You are only subdued at the hour when death, lion-tamer,
Pulls the human soul in scraps from between your teeth,
Takes you into your dark and secular forest,
And shows you with a finger your cage, the tomb.

 

° August Tenth:

"This is the Tribunal Extraordinaire; which, in a few months, . . . shall be entitled Tribunal Revolutionnaire, . . . with a . . . Jury of such as Citizen Leroi, who has surnamed himself Dix-Aout, 'Leroi the Tenth of August,' it will become the wonder of the world. Herein has Sansculottism fashioned for itself a Sword of Sharpness: a weapon magical; tempered in the Stygian hell-waters; to the edge of it all armour, and defence of strength or of cunning shall be soft; it shall mow down Lives and Brazen-gates; and the waving of it shed terror through the souls of men."

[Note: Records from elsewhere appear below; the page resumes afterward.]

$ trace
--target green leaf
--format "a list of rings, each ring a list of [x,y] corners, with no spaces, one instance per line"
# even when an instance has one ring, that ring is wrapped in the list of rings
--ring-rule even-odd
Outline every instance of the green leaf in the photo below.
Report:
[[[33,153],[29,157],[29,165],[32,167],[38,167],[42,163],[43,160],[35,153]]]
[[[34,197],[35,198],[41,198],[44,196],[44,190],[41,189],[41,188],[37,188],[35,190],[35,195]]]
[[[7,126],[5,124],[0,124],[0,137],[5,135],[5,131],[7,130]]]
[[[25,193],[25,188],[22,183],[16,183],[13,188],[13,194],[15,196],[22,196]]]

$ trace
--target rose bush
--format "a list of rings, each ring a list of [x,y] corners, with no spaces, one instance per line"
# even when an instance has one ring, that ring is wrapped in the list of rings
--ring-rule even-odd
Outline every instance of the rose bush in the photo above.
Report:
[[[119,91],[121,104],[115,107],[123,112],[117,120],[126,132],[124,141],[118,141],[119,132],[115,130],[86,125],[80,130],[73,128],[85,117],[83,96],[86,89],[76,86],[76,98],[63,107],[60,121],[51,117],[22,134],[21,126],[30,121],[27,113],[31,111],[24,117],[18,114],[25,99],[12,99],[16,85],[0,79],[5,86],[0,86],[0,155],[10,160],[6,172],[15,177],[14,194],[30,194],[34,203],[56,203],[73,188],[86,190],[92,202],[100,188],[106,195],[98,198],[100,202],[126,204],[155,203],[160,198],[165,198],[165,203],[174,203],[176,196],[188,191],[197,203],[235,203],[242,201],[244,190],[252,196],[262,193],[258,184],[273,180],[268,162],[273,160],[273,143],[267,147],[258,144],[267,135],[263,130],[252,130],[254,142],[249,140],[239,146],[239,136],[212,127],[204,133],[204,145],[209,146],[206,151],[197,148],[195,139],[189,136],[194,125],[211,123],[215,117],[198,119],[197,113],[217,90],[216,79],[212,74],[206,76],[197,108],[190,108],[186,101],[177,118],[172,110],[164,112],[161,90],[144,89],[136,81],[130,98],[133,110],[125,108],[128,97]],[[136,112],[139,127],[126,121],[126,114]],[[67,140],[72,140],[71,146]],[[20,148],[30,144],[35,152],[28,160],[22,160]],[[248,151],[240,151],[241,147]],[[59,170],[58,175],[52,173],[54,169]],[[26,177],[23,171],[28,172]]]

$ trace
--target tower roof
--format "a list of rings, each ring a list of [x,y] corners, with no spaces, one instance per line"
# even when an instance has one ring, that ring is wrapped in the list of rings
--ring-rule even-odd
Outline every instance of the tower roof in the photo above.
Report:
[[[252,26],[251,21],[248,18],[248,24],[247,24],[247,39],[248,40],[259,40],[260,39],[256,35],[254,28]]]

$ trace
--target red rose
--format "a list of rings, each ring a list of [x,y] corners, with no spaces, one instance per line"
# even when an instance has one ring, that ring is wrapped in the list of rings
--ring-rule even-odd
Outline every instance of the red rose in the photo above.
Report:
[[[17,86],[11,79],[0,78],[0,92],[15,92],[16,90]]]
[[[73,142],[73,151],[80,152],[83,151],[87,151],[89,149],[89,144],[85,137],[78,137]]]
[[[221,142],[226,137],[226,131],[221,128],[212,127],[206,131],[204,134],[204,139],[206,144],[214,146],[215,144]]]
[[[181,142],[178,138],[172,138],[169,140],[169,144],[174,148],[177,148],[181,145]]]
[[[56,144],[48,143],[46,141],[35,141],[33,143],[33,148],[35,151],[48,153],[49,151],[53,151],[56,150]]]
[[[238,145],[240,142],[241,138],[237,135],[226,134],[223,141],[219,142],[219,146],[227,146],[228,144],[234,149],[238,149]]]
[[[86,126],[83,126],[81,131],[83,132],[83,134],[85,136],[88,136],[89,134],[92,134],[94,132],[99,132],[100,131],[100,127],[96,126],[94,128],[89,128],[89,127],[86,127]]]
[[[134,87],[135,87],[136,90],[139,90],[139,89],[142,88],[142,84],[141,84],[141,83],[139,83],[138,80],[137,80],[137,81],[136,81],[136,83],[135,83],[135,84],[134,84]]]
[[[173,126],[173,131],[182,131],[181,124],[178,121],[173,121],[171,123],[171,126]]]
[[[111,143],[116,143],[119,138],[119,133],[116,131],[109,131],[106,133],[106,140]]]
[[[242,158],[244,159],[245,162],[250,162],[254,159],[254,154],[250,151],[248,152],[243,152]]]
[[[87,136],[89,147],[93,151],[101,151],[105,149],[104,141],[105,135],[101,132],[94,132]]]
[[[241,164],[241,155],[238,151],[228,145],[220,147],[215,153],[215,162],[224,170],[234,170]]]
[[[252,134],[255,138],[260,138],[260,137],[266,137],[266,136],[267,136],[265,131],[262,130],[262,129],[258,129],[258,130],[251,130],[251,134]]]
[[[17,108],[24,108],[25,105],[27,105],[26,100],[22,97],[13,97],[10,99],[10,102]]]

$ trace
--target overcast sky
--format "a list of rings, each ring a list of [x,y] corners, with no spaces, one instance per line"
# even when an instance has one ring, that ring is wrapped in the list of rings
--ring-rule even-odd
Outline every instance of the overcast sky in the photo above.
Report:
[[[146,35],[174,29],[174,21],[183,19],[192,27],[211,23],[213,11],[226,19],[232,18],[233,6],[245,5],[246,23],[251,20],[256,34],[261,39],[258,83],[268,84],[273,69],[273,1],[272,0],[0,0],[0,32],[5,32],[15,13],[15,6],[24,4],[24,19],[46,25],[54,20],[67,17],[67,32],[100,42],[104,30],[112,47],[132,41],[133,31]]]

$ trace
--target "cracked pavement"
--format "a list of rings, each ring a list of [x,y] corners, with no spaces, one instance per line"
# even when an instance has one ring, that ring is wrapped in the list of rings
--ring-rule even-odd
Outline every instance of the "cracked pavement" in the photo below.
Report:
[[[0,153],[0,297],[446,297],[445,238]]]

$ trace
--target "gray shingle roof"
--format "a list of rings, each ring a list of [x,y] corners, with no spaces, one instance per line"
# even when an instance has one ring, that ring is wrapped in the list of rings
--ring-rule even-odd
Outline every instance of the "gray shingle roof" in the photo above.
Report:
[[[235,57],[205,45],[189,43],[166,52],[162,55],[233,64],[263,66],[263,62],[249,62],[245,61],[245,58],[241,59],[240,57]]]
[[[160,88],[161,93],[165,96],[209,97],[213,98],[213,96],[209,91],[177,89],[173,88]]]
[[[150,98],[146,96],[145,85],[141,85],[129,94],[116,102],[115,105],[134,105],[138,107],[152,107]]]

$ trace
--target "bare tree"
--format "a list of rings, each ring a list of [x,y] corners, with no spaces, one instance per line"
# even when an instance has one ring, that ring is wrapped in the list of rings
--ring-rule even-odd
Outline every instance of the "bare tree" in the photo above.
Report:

--- Carlyle, Thomas, The French Revolution

° Bernard de Montfaucon, center of his contemporaries' scholarship and the "Bernardins". B. 1655, Soultage (Aude/Carcassone); d. 1741, St. Germain-des- Prés, Paris. Benedictine monk, fluent in Greek, Hebrew, Chaldean, Syriac, Coptics, and numismatics. Editor of patristic writings ("Collectio nova patrum et scriptorum graecorum"): the works of St. Athanasius, St. John Chrysotom (thirteen years in the making, from 300 MSS), Origen, Philo Juadaeus' "De vita contemplativa", "La vérité de l'histoire de Judith", etc. Father of Greek palaeography (the science of authenticating Greek texts), and a major founder of the science of bibliography, with his catalogue of all the Greek MSS in Europe. Father of archaeology, with his 1719 "L'Antiquité expliquée et représentée en figures" (1,120 plates, original edition of 1800 copies sold out within two months, despite its enormous bulk) ; began a complete history of France. Tried to prove that the Therapeutae mentioned in Philo were Christians. Collected the notes of his companion, Dom Paul Briois, who perished during their travels.